A generic mcp server fuzzer

Installation
Run this command in your terminal to add the MCP server to Claude Code.
Run in terminal:
Command
claude mcp add --transport stdio agent-hellboy-mcp-server-fuzzer python -m mcp_fuzzer \
  --env PYTHONWARNINGS="ignore"

How to use

MCP Server Fuzzer is a comprehensive fuzzing tool designed to test MCP servers. It supports both tool-argument fuzzing and protocol-type fuzzing across multiple transport protocols, with built-in safety, asynchronous execution, and rich reporting. The tool can fuzz HTTP, SSE, and Stdio endpoints, generate diverse inputs using grammar- and black-box-based strategies, and export results in formats like JSON, CSV, HTML, and Markdown. Use the fuzzer to assess conformance to the MCP schema while uncovering robustness and safety gaps.

To use it, install the package (via PyPI or from source) and run the mcp_fuzzer CLI. You can fuzz a live server over HTTP, or test a local/stdio server by pointing the endpoint to a command that starts the server in the same process or container.
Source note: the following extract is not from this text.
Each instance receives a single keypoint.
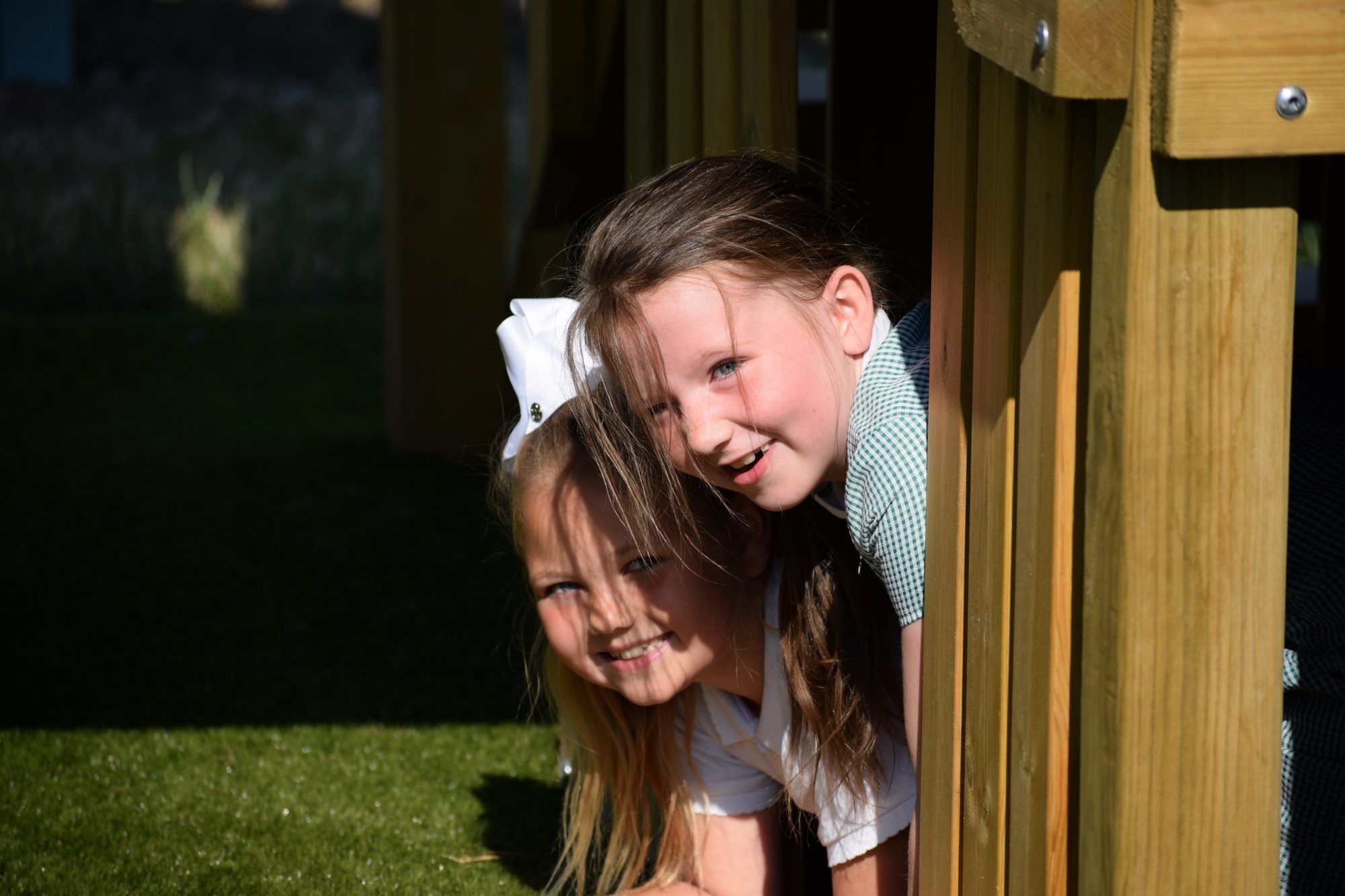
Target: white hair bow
(533, 339)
The tool supports two-phase fuzzing, safety system options, and multiple output configurations, allowing you to tailor the run for production-like scenarios or rapid iteration during development.

How to install

Prerequisites:

  • Python 3.10+ installed on your system
  • pip (Python package manager)

Installation options:

  1. Install from PyPI (recommended): pip install mcp-fuzzer

  2. Install from source (includes MCP spec submodule): git clone --recursive https://github.com/Agent-Hellboy/mcp-server-fuzzer.git cd mcp-server-fuzzer

    If you cloned without submodules, initialize them:

    git submodule update --init --recursive pip install -e .

Validation:

  • Ensure the mcp_fuzzer command is available in PATH by running: mcp-fuzzer --help

Additional notes

Tips and common considerations:

  • The fuzzer supports safety features to prevent dangerous operations; enable or customize safety via CLI flags or config as needed.
  • For containerized usage, mount /output for reports, and provide /servers or appropriate endpoints depending on your protocol (HTTP, SSE, or Stdio).
  • When testing stdio servers, you can run the server inside the container and point the endpoint to the internal command (e.g., "python ./server.py" or "node server.js stdio").
  • Review exported reports to understand fuzzing coverage and safety summaries; JSON and HTML outputs are useful for CI integration and human review.
  • If running locally, ensure network access to target endpoints and consider running in two phases (realistic then aggressive) for balanced coverage.